Tuesday, March 7, 2017

SEEDS OF SIN (1967), THE GHASTLY ONES (1968)



PHENOMENALITY: *uncanny*
MYTHICITY: *poor*
FRYEAN MYTHOS: *irony*
CAMPBELLIAN FUNCTION: *psychological*

In my review of LEGACY OF BLOOD I said:


What little I remember of GHASTLY ONES is that even though it was just another predictable story of a mystery-killer knocking off members of a nasty family, at least the "sadism, incest, and murder" in that film was comparatively "good sleaze." In contrast, Monson has all the same ingredients, and does nothing diverting with them.

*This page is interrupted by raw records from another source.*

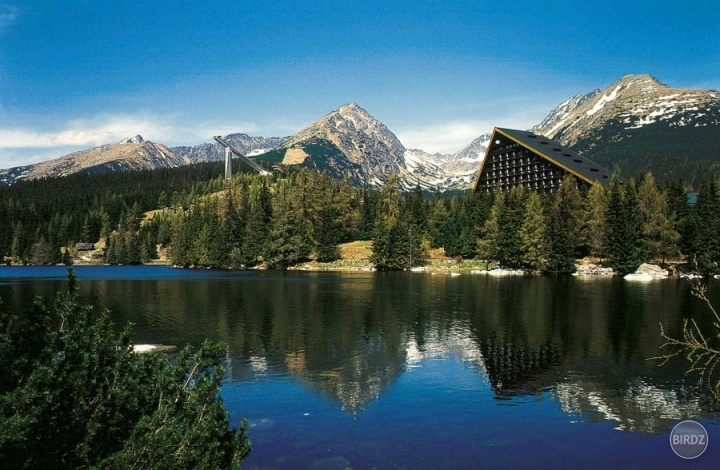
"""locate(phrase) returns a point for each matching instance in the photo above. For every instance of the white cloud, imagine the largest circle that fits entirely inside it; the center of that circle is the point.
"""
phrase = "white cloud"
(453, 136)
(449, 137)
(25, 145)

I''ve now reviewed my copies of two Andy Milligan films that came out within a year of each other, and I have the impression-- though certainly no evidence-- that Carl Monson, director of LEGACY, may have seen both Milligan films and borrowed elements from them for his film. Since both men worked in sexploitation films, it doesn't seem unlikely that Monson might have been acquainted with both works, though of course no one will ever know positively.

Further, I erred in calling GHASTLY ONES "good sleaze," though the film does have fans who would affirm this. I was actually thinking of SEEDS OF SIN, which was issued on a DVD with GHASTLY by the Something Weird people. Neither film is actually good in a formal sense, but whereas Monson is simply playing with a dysfunctional family as a means of putting butts in theater-seats, Milligan appears to have been obsessed with the theme as a result of his real-life experiences.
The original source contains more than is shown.